Last year, I was at lunch with an extraordinary networker. Almost everyone passing our table would stop and say hello. I don’t think there was a single person in the restaurant who didn’t know her. It wasn’t superficial either. I watched with great respect for her ability to recall details of the person’s family. She would ask questions about health issues, about family members, about friends.
It’s no wonder that people call her for connections. Her list of friends seems to have no end.
Fast forward to a different day, a different scene, and a different person. This time I was observing a business meeting. One of the men had an incredible ability to build rapport. He was reaching people on an emotional level. His ability to quickly build trust was amazing. Two people would argue and he would synthesize the arguments and find common ground between them.

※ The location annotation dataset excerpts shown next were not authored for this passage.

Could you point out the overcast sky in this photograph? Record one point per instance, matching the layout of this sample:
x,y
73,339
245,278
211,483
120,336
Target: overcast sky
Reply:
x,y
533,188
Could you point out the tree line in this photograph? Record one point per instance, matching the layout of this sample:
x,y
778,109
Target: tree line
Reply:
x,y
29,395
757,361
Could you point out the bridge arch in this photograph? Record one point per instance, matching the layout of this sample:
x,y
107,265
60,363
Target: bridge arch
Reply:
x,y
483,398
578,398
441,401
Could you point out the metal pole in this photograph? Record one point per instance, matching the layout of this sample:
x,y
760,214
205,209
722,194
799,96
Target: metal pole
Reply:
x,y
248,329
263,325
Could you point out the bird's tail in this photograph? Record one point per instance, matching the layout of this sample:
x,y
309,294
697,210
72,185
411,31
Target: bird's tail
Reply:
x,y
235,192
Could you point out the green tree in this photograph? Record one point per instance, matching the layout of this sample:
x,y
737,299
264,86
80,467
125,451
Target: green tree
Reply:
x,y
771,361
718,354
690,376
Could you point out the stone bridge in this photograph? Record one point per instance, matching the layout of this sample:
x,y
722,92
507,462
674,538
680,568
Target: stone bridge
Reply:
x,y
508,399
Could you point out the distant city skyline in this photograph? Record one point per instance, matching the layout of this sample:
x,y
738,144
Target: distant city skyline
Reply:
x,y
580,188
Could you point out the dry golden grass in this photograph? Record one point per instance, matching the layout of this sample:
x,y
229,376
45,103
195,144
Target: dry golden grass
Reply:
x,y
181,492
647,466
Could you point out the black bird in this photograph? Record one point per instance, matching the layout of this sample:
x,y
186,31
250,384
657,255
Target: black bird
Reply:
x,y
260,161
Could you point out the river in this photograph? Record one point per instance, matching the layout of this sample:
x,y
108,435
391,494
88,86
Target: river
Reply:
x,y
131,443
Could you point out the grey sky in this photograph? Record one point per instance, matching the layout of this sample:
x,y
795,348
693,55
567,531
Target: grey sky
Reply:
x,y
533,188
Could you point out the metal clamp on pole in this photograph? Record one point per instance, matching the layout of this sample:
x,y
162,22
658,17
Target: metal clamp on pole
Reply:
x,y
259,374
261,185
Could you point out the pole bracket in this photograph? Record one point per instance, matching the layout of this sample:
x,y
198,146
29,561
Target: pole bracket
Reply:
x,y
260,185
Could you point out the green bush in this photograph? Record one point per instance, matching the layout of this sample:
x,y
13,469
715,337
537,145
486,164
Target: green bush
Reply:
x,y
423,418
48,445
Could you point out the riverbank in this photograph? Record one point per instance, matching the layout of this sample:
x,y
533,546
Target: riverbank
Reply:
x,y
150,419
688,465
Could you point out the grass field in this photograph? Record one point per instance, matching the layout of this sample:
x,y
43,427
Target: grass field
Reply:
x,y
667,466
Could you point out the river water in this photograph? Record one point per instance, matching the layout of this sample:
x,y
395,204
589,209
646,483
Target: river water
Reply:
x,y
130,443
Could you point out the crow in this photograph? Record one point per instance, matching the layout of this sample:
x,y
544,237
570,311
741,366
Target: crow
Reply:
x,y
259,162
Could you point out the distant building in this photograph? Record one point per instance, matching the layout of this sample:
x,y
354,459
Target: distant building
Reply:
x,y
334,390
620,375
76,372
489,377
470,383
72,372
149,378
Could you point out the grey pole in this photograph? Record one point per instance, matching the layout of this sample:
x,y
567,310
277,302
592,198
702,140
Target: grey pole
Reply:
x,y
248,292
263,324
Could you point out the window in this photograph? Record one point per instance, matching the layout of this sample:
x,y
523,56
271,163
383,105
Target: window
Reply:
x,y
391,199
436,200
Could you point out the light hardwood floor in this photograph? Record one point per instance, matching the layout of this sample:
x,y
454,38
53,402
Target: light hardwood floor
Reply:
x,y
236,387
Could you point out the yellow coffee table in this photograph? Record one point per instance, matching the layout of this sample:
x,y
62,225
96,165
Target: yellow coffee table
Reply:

Contrast this with people who are divisive and negative. They seem to repel people and not even know it. Instead of building bridges, they create gulfs. Many people say not to discuss politics or religion because the topics can be divisive. I have never followed this advice and find it easy to discuss sensitive topics. Why? Because I am genuinely interested in people’s beliefs and opinions. That’s how I learn. The key is to do it with respect and to borrow techniques from the world’s greatest bridge builders.
“Got it,” you think, “negative versus positive.” Not so fast.
Driving Others Away
Some people who build gulfs are actually unknowingly repelling people in a different way.
I recall another incident where a woman presented her products and services incredibly well. Everyone attending was impressed. She was clearly brilliant. But she let everyone know how smart she was. As a result, the people in the room couldn’t connect with her. This means she was building a gulf. She was separating herself and her ideas from others.
What prompted this post was remembering these events after reading my notes from a Jim Rohn seminar. In my notes: “Language designed to impress builds a gulf. Language designed to express builds a bridge.” In the margin, I made a note: Learn to be a bridge builder!
If you are wealthy, is it possible to build a bridge with someone in a different economic class? If you are middle-class, is it possible to connect with a billionaire? Of course you can.
Watch a master sales professional at work, and you will almost always see a bridge builder.
Leaders build bridges to other people with authentic connections.
Bridge builders generously connect others and ideas.
Bridge builders take two opposing people and bring them together.
Bridge builders look for similarities and common ground.
Bridge builders don’t shy away from differences, but learn from them.
Leaders Build Bridges
If you, like me, aspire to learn to be a better leader, then it’s imperative that you learn to build bridges.
Are you busy building bridges or digging gulfs?